Joseph Cannataci, a UN special rapporteur on the right to privacy, sent a letter to Prime Minister Shinzo Abe immediately before the House of Representatives Committee on Judicial Affairs passed the bill on Friday afternoon.

Japan’s parliament is expected to approve the bill as early as Tuesday, setting the stage for enactment.

The government says the legal changes are needed to ratify a UN treaty aimed at battling international organised crime and fighting terrorism, as Tokyo prepares to host the 2020 Olympics.

However Cannataci said the legislation could “lead to undue restrictions on the rights to privacy and the freedom of expression”.

He also criticised the government for rushing the debate through parliamentary hearings, claiming “the allegedly expedited process used to push the draft law may have a detrimental impact on human rights since he fast-tracking of legislative procedures unduly limit broader public debate.”
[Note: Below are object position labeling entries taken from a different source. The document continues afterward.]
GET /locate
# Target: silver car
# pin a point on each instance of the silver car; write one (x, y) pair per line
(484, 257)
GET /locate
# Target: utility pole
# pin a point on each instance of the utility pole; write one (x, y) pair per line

Japan on Monday protested against the letter, which was released on the website of the Office of the UN High Commissioner for Human Rights. Japan’s Chief Cabinet Secretary Yoshihide Suga called it “clearly inappropriate and we strongly protested”.

“It is not at all the case that the legislation would be implemented arbitrarily so as to inappropriately restrict the right to privacy and freedom of speech,” he added, reiterating that Japan needed the legislation to ratify the UN treaty.

Cannataci’s concerns echo those of many Japanese, with critics of the government accusing it of steamrollering the legislation through the house - where the government has a large majority - by setting a 30-hour time limit on deliberations. Abe has also made it clear that he expects the bill to be enacted into law by the time the house goes into recess for the summer.

There were protests on Friday and over the weekend outside the Diet, with demonstrations also reported in Aichi, Gifu and Mie prefectures. The protest in Nagoya was joined by lawyers and activists, with the biggest concern over increased surveillance of citizens.

Some may consider it to be intrusive, but in truth Japan is playing catch up to similar legislation that has already been put into action in the US, the UK and other parts of the world
Stephen Nagy

With the Tokyo Olympic Games just over three years away, there is genuine alarm that radicals could target the event with some form of terrorist attack.

The new legislation, when it goes into law, will make 277 offences in the planning stages subject to conspiracy charges and give the authorities here substantial new powers, such as wiretapping and surveillance of suspects.

Yet Stephen Nagy, a senior associate professor of politics at Tokyo’s International Christian University, argues that Japan is merely playing catch-up to legislation that has already been passed elsewhere and needs to be able to cooperate with its allies on cross-border crime and terrorism.

“The bill is primarily about being able to work with other countries to combat terrorism and to identify individuals and groups that might be planning to carry out such attacks and, with the Olympics coming up, Japan is right to be taking steps that will help it do just that,” he said.

“Some may consider it to be intrusive, but in truth Japan is playing catch up to similar legislation that has already been put into action in the US, the UK and other parts of the world. The authorities here need to have this capability.”

Nevertheless, the public is clearly uneasy about the changes that are close to being enacted, with 63 per cent of people replying to an Asahi survey saying they do not know the details of the legislation and 64 per cent opposing its enactment. Fully 78 per cent said the government had not done enough to explain the details of the bill.

Those figures have translated into falling pubic support for the prime minister. The approval rating for his government has fallen by more than 3 percentage points since April and presently stands at 55.4 per cent.